Desde el salmo descubrimos el espíritu de pobreza: los "Anawim". ¿Estamos en una situación de abundancia, comparativamente respecto a los demás? Deberíamos entonces aplicarnos, los primeros, esta condenación del "desprecio de los orgullosos", que indigna a los pobres. Los "pobres" llenan los salmos. Los pobres son aquellos "cuya angustia los hace conscientes de su dependencia absoluta de Dios"... "Aquellos que todo lo esperan de su bondad"... "Aquellos a quienes falta algo y no están satisfechos"... "Aquellos cuyo ideal no han logrado alcanzar y que permanecen siempre pobres y disponibles"... "Aquellos que están en búsqueda de una realización, de una perfección mayor"... "Aquellos a quienes la tierra no basta y..." Todos, en el fondo, ante Dios, somos "pobres" "Anawim". Pero podemos ser inconscientes... ¡"Bienaventurados los pobres de corazón, dice Jesús, porque de ellos es el Reino de Dios!". En este sentido "religioso", la palabra "pobre" se opone menos a "rico" que a estas otras palabras: "orgulloso", "malvado", "impío", "gocetas", "escéptico", "burlón", "chancista", "materialista satisfecho". "Esto es demasiado, estamos hartos del escarnio de los pudientes, del desprecio de los orgullosos". Pero sigue siendo cierto que algo de pobreza material es necesaria para hacernos descubrir la pobreza esencial: cuando todo lo tenemos aquí abajo, cuando ya hemos recibido la consolación, cuando estamos "satisfechos", no estamos preparados a escuchar los llamados espirituales del más allá.
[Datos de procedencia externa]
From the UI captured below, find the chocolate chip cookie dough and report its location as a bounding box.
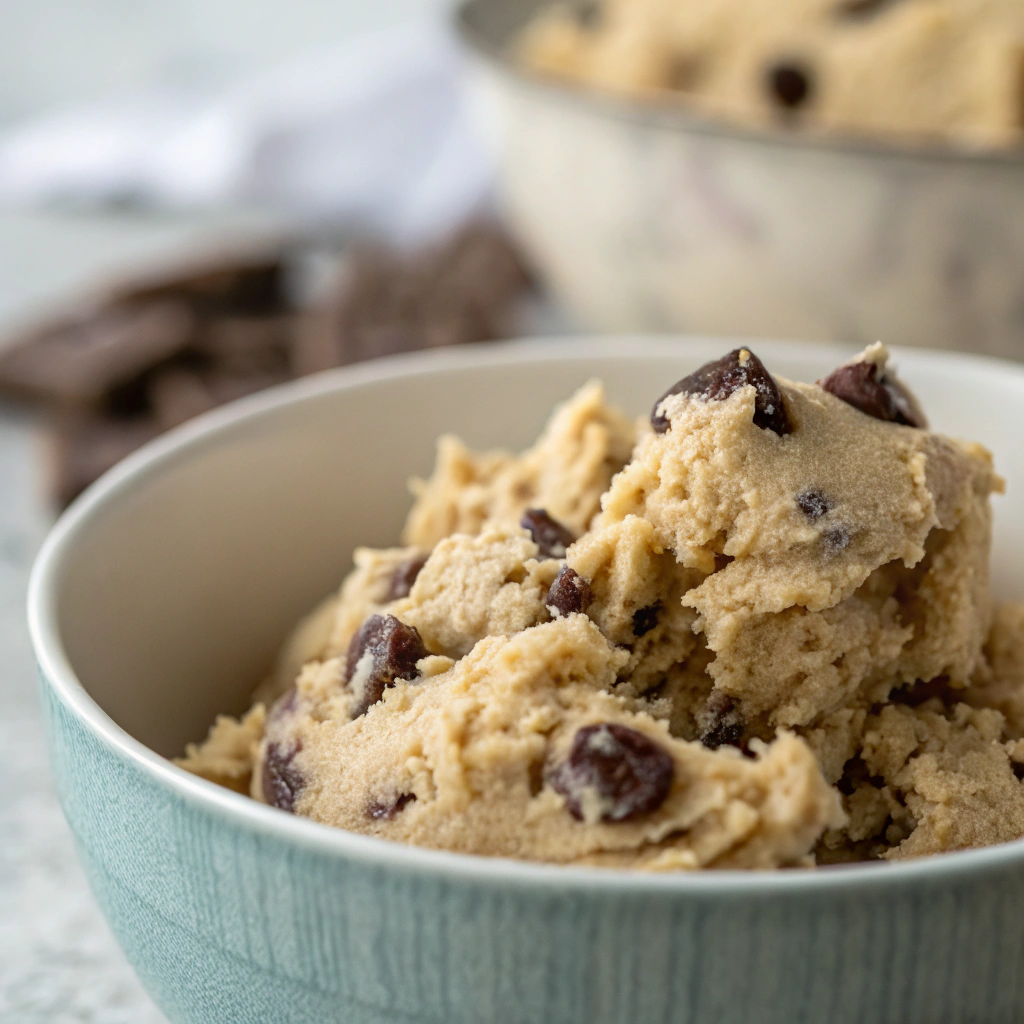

 En la segunda lectura (2 Cor.12, 7b-10 ), San Pablo termina su segunda carta a los de Corinto. En el fragmento que hoy leemos San Pablo recuerda sus limitaciones humanas. La intención profunda del apóstol es mostrar que toda la grandeza de su misión tiene su origen en la gracia de Dios y no en sus propios méritos. En ningún momento intenta minimizar la gloria de la misión apostólica (sería falsa humildad), pero al mismo tiempo es siempre plenamente consciente de su debilidad personal (humildad como verdad).
El tema de la debilidad domina este pasaje. Los adversarios de Pablo, para desacreditarlo a los ojos de los corintios, quieren servirse de su superioridad sobre él en el campo de los carismas. Pablo no puede entonces contenerse en poner de relieve la acción de Dios en la debilidad de su ministerio (2 Cor 11, 14-33) e incluso tiene que probar que no tiene nada que temer de sus acusadores, aun sobre el plano de los carismas. Si no se gloría más y pone más bien en relieve su debilidad, es porque no defiende su propia persona, sino la naturaleza misma del ministerio apostólico.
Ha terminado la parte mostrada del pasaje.